Ayers guided Peter away with a hand on his elbow. As Peter stepped out, the older man said, “Good luck.”
The office door clicked shut before Peter could respond. He closed his mouth and stumbled across the firm’s main floor, shocked a bombshell hadn’t exploded at the last second and shattered this amazing karma. Before exiting, he glanced toward the corner of the room where he had first seen Kate Ayers. She held a phone to her ear, but mouthed the words to Peter, “Goodbye, see you at seven.”
Peter nodded and drifted down the hallway. At the elevator, he punched the air with his fist in a subdued celebration. What a turnabout, he thought. Seventy-five plus bonus. Going to a hundred if I make it.
“I’ll make it all right,” he swore. “For that kind of money, I’ll learn everything. Do what I’m told. Do whatever it takes.”
Once Peter stepped outdoors, the sun penetrated his clothes and warmed his flesh. The air smelled sweet. The traffic rang vibrant. He now understood what it felt like to be at the center of a universe with all matter revolving around you. It felt exhilarating.
CHAPTER FIVE
BULLY’S RESTAURANT HAS A LOUD BAR AND DECENT STEAKS. At night, it is always crowded, attracting off-track bettors who migrate in as a clique to drink and distort their successes. The place is perpetually nighttime dark, smells of dripping fat, has crisscrossing wood beams, and yet it managed to feel intimate in the half-wall booth where Peter and Kate shared fifteen years of stories.

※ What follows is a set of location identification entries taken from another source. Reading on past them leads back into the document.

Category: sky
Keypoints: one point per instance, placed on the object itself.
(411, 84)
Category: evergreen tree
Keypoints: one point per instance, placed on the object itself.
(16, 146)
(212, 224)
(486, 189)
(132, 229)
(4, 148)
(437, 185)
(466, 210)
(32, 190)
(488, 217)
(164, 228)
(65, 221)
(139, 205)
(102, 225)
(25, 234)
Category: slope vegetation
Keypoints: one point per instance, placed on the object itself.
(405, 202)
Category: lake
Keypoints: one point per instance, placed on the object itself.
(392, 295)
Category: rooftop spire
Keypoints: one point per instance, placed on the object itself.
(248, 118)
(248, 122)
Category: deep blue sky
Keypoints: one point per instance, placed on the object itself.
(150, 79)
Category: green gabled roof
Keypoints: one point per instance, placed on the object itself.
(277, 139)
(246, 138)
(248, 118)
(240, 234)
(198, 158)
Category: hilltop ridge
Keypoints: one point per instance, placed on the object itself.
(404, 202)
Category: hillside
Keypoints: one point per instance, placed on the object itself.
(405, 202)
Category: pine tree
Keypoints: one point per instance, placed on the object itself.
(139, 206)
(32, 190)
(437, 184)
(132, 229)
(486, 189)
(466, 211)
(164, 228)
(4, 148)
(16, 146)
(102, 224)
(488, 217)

After several minutes of catch-up, they got around to ordering a bottle of Cabernet. Once the wine arrived, Peter said, “You look great. I can’t believe you’ve grown up into . . . well, into this . . .” He spread his arms, palms upturned in the gesture of a man offering up something special.

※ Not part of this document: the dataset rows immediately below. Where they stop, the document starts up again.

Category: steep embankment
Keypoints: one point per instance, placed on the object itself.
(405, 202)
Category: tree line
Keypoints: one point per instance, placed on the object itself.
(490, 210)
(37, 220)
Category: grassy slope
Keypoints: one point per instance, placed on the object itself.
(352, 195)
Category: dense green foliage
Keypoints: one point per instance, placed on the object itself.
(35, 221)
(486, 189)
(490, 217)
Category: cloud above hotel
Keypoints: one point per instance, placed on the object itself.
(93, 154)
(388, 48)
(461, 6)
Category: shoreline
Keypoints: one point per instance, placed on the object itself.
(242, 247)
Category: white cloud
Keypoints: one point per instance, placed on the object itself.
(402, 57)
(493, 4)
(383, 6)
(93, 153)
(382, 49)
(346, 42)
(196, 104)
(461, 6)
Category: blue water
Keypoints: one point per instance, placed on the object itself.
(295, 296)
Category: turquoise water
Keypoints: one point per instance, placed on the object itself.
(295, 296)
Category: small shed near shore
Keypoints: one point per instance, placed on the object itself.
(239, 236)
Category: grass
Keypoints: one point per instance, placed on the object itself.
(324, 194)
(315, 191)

“Little ol’ me?” she asked, flapping her eyelids in mock Southern Belle style. “You mean this beautiful, alluring, sexy diva?” Kate smiled, then laughed. The combination represented a pattern both genuine and frequent.
“My thoughts exactly.” Peter put his hand over hers and rubbed. The gesture reminded him of the last time he had seen his mother alive. As they stood in the shadows of the building that morning, he had taken her hand and circled the back with his thumb in an attempt to calm her. In a reflex, Peter abruptly withdrew his hand from Kate’s.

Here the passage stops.